When Barack Obama, who Trump accuses of being soft on America’s adversaries, said he was willing to meet with the leaders of foes such as Iran and North Korea without preconditions back in 2007, he was ridiculed by Republicans and even Democrats like Hillary Clinton as hopelessly naive. But at times Trump has embraced a surprisingly Obama-like approach to the power of dialogue. “I’ll meet with anybody. I believe in meeting,” Trump said on Monday, “especially when you’re talking about potentials of war and death and famine and lots of other things.”
There was a hint of this even during his campaign for president, when Trump offered to have a hamburger with North Korean leader Kim Jong Un; and another hint last fall, when Iranian President Hassan Rouhani said he had turned down a proposed meeting with Trump. Since then, Trump has gotten two major summits under his belt, and he’s treated the summit as something more than a favorite tactic: He has cast it as itself a remedy for the country’s most intractable foreign-policy challenges. Trump meets with Kim and announces, in reference to a danger decades in the making, that there is “no longer a Nuclear Threat from North Korea”; he shakes hands with Vladimir Putin and proclaims, in regard to a decades-old superpower rivalry, that while the U.S.-Russia “relationship has never been worse than it is now … that changed as of about four hours ago.”
The spectacle of such summits surely appeals to Trump’s taste for theatrics and ratings bonanzas—for made-for-TV “wins.” But they’re also critical components of a process Trump appears to have pursued with threats of war with North Korea, trade war with the European Union, and now a showdown with Iran: Escalate tensions in order to de-escalate them, and then claim victory. “Begin by hurling insults at the other side,” Fareed Zakaria wrote in The Washington Post last week, in summarizing the approach. “Threaten extreme consequences. Then meet with the other side, backpedal, and triumphantly announce that you have saved the world from a crisis that your rhetoric and actions caused in the first place.” In the North Korean case, it took eight months for Trump to go from “fire and fury” to offering a summit. In the Iranian case, the shift from threats of unprecedented destruction to offers of unprecedented diplomatic engagement took about a week—though it could always shift back.
The leader-to-leader summit—and especially the private one-on-one sit-down between those leaders without advisers present—is also a pure distillation of what appears to be Trump’s preferred method of handling international affairs: a coercive, transactional, highly personalized bilateralism in which, as the political theorist Danielle Allen recently put it, “global politics is conducted as a series of deals with Donald Trump.” The summit is the foreign-policy equivalent of Trump’s famous declaration during the presidential campaign that, when it came to America’s many afflictions, “I alone can fix it.” The key to resolving the North Korean nuclear crisis is not some unwieldy six-party negotiation, but rather Trump sizing up Kim Jong Un within seconds of meeting him. Trump withdraws from the multinational nuclear deal with Iran and proposes a tete-a-tete with Iran’s leader instead. “We could work something out that’s meaningful,” Trump explained on Monday, “not the waste of paper that the [Iran] deal was.”

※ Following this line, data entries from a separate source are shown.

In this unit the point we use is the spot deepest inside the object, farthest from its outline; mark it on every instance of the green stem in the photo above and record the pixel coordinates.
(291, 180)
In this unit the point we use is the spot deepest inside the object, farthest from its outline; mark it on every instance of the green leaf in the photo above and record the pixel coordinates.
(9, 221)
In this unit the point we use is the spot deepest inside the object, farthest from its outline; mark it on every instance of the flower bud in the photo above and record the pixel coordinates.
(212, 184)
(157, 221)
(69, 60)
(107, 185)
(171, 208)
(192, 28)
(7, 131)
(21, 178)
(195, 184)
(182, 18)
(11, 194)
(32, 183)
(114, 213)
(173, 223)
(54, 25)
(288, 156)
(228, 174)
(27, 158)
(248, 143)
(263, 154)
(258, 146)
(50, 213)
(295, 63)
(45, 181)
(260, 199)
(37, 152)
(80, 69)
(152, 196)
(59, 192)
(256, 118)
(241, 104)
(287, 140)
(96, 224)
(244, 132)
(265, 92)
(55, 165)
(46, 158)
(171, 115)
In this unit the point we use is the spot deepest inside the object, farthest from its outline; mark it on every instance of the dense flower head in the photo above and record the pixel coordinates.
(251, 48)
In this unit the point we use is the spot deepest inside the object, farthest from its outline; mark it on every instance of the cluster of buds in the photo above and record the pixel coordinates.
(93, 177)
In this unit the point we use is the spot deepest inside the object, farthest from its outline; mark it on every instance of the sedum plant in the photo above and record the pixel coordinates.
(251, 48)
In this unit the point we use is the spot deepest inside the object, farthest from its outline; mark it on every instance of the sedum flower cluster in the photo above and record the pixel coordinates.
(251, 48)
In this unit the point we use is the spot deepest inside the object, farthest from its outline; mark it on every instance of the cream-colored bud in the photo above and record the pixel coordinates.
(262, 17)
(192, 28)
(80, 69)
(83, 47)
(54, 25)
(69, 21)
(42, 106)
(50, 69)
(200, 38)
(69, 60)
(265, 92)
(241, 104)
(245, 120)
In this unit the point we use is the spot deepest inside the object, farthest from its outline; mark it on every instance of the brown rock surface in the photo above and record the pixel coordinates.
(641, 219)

Trump administration officials have acknowledged the central role summitry is now playing in the president’s management of foreign relations. “The summit in and of itself is an important deliverable,” Jon Huntsman, the U.S. ambassador to Russia, told reporters during a briefing call before Trump met Putin in Helsinki, Finland. (National-Security Adviser John Bolton said almost exactly the same thing.) “I would just point to the summit with Kim Jong Un, which has already shown the possibility for reduced tension on the Korean peninsula and certainly throughout Northeast Asia. And if you can imagine what reduced tension could do in the case of U.S.-Russia and Europe-Russia, it would be on a much bigger scale.”
The drawback of this approach is that sometimes a summit is just a summit, not a solution. Trump’s meeting with Kim Jong Un certainly reduced tensions on the Korean peninsula, but so far it has not resulted in North Korea making any major concessions on its nuclear-weapons program—the reason Trump met with Kim in the first place. The summit with Putin has, in the near term at least, actually increased tensions between the United States and Russia because of Trump’s refusal to confront Putin over Russian interference in the 2016 U.S. election, without yielding any concrete achievements as of yet—not even a joint summit statement.
On Monday, Mike Pompeo seemed to backtrack a bit on his boss’s offer to meet with Iran’s leaders without preconditions, suggesting to CNBC that the administration would set a high bar for a summit. “The president wants to meet with folks to solve problems,” the secretary of state said. “If the Iranians demonstrate a commitment to make fundamental changes in how they treat their own people, reduce their malign behavior, can agree that it’s worthwhile to enter into a nuclear agreement that actually prevents proliferation, then the president said he’s prepared to sit down and have a conversation with them.” What remains unclear from the administration’s track record is whether, if Iran doesn’t meet those conditions and a summit happens regardless, any of those goals can be accomplished through a conversation alone.